八月

 終戦の日、田舎住まいの蝉がしきりに鳴くとても暑い夏だった。当時気象情報は公表されなかったが、記録では最高気温三三度。連続十九日目の真夏日と言う。
 松本では空爆が殆んど無く、敵機が飛来しても、ただぼんやり高く仰いで見るに過ぎなく、無防備にも傍観するだけだった。
 たった一回、何やら降下したという話だったが、不発弾らしくもなく不思議がった。
 夫が陸軍司政官としてウクランプールに赴任したため、それに学童疎開の次男、海兵の長男がいない家族の私の姉は、二人の子供と一緒に私の家に身を寄せていた。とても賑やかになった私の家庭だったが終戦の一ヶ月前、七月十五日限り強制疎開で去ることになった。父は遠い親戚を頼り、蚕室を借りることが出来たが、さて姉家族と同居とは行かず、急遽、中学生時代の旧友の納屋に落ち着かせた。さてお互い不自由で、それはどこの家も同じだったが、細々と暮らして健康のみを願った。
 先頃、高井地方史研究会(長野県中野市中央公民館内)の戦後五十周年記念号を読んで見て、私の家族のような強制疎開に遭った記事はなかったが、大凡が戦地に征った貴い体験を披露したものが多かった。
 中には学童疎開にふれたものがあり、遠くからやって来て苦労した少年時代の健気さに触れた生活を記している。
 「馬より軽い命」と題するものでは、軍隊に入って厩当番上等兵に怒鳴られるところがある。

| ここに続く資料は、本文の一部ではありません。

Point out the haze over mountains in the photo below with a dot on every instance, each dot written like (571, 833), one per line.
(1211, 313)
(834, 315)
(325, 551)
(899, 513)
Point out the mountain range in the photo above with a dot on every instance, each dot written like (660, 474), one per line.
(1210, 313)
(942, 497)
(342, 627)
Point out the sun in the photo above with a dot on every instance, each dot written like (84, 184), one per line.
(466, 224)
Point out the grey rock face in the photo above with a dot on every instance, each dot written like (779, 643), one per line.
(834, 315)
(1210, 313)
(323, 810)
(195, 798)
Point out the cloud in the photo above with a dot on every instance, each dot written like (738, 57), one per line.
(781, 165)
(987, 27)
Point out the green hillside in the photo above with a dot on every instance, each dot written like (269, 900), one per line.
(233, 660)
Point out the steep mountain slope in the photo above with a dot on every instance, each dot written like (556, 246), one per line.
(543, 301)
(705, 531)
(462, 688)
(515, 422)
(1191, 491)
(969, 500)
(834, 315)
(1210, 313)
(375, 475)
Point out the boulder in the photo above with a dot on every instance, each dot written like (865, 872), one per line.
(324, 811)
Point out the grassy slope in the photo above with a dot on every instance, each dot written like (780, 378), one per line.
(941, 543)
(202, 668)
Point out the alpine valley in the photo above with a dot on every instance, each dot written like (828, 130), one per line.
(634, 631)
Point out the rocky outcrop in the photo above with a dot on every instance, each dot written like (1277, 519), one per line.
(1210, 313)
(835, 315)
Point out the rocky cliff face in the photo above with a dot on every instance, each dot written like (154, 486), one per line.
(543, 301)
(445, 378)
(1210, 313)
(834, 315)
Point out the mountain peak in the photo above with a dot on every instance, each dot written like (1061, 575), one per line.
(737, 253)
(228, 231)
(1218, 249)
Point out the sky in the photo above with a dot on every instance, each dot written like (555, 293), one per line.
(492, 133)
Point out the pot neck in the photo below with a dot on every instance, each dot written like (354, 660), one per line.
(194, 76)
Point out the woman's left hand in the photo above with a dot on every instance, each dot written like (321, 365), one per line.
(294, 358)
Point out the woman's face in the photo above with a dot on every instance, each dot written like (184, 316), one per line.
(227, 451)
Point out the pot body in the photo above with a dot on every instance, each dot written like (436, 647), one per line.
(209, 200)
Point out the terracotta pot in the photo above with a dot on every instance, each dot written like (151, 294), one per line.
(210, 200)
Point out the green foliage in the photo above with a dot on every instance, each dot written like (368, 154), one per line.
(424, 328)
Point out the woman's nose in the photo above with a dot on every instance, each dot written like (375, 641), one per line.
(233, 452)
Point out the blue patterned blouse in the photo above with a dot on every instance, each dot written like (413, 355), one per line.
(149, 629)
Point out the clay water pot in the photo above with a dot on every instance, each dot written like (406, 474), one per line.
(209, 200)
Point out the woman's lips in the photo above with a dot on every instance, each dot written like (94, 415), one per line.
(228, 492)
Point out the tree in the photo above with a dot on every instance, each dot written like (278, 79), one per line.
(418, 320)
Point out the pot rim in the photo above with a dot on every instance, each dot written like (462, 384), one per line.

馬がトチントチンと落とし始めるとチリ取りと糞かき棒を持って駆け付ける。馬が糞を踏みつけようものなら「貴様、お馬さまにお糞をお踏ませして」と時にビンタも飛んでくる。
 「貴様は一銭五厘でいくらでも間に合うが、お馬さまは何一〇円もするんだぞ。大切なお馬さまだぞ」
 兵隊は葉書の一枚でいくらでも召集出来るが、馬はそうはいかないぞと怒鳴られたという。
 私の疎開した土地にも農作用で馬がいて、よく子供たちを連れて厩に遊びに行ったが、お馬さまの顔は見せずヒヒンと喜んだっけ。